The study, published in the journal Developmental Review, pulled together fragmentary evidence from the past 40 years to understand more about how fathers play with their children when they are very young (aged 0 to 3). The researchers wanted to find out whether father-child play differs from the way children play with their mothers, and its impact on children’s development.
The findings suggest that fathers engage in more physical play even with the youngest children, opting for activities such as tickling, chasing, and piggy-back rides.
This seems to help children learn to control their feelings. It may also make them better at regulating their own behaviour later on, as they enter settings where those skills are important, especially schools.
“It’s important not to overstate the impact of father-child play as there are limits to what the research can tell us, but it does seem that children who get a reasonable amount of playtime with their father benefit as a group,” said study researcher Paul Ramchandani from the University of Cambridge in the UK.
The Cambridge review used data from 78 studies, undertaken between 1977 and 2017, most of them in Europe or North America.

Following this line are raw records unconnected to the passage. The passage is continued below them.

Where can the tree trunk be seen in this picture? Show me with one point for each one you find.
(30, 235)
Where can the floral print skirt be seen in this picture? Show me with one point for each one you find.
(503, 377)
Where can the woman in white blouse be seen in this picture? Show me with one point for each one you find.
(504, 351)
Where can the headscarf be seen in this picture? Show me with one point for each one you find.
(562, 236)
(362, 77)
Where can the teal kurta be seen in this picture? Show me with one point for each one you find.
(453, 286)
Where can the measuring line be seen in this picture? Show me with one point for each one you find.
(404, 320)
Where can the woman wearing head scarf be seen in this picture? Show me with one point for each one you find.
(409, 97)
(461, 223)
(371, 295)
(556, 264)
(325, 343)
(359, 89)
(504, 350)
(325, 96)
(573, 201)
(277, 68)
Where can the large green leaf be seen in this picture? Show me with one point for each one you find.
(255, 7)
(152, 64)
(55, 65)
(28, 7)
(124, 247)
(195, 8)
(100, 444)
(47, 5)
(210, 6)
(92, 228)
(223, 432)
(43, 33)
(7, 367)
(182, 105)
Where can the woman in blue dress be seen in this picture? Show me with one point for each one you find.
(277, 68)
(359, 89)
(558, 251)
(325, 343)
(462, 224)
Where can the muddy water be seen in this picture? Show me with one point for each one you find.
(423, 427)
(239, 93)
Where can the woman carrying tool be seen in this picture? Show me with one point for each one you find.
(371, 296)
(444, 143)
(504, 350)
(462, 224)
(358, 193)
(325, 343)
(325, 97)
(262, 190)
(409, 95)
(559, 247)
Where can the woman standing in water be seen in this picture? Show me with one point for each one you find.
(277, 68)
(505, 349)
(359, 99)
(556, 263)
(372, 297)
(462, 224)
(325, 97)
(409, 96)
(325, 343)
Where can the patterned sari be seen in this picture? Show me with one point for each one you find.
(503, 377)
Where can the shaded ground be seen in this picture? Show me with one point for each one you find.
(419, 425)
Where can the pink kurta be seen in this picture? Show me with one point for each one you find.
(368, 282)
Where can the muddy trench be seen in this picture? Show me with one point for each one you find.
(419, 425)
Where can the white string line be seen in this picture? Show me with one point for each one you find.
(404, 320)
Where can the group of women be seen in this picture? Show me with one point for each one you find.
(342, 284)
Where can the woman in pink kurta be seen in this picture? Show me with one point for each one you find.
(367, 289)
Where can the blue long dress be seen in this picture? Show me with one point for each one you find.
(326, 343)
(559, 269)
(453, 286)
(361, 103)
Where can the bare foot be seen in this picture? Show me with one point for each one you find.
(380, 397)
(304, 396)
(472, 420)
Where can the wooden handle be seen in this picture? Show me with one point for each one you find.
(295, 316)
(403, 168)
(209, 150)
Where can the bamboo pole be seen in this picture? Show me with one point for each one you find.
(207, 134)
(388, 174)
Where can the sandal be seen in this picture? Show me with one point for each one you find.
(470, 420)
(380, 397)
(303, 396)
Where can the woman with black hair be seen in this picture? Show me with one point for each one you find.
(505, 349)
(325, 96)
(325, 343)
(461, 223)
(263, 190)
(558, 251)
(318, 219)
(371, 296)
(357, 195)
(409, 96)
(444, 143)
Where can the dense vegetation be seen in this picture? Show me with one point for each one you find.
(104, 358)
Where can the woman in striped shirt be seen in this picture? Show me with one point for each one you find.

The researchers analysed the combined information for patterns about how often fathers and children play together, the nature of that play, and any possible links with children’s development.On average, they found that most fathers play with their child every day. Even with the smallest children, however, father-child play tends to be more physical.
With babies, that may simply mean picking them up or helping them to gently raise their limbs and exert their strength; with toddlers, fathers typically opt for boisterous, rough-and-tumble play, like chasing games.
In almost all the studies surveyed, there was a consistent correlation between father-child play and children’s subsequent ability to control their feelings. Children who enjoyed high-quality playtime with their fathers were less likely to exhibit hyperactivity or emotional and behavioural problems.
They also appeared to be better at controlling their aggression, and less prone to lash out at other children during disagreements at school.The reason for this may be that the physical play fathers prefer is particularly well-suited for developing these skills.
The study also found some evidence that father-child play gradually increases through early childhood, then decreases during ‘middle childhood’ (ages 6 to 12).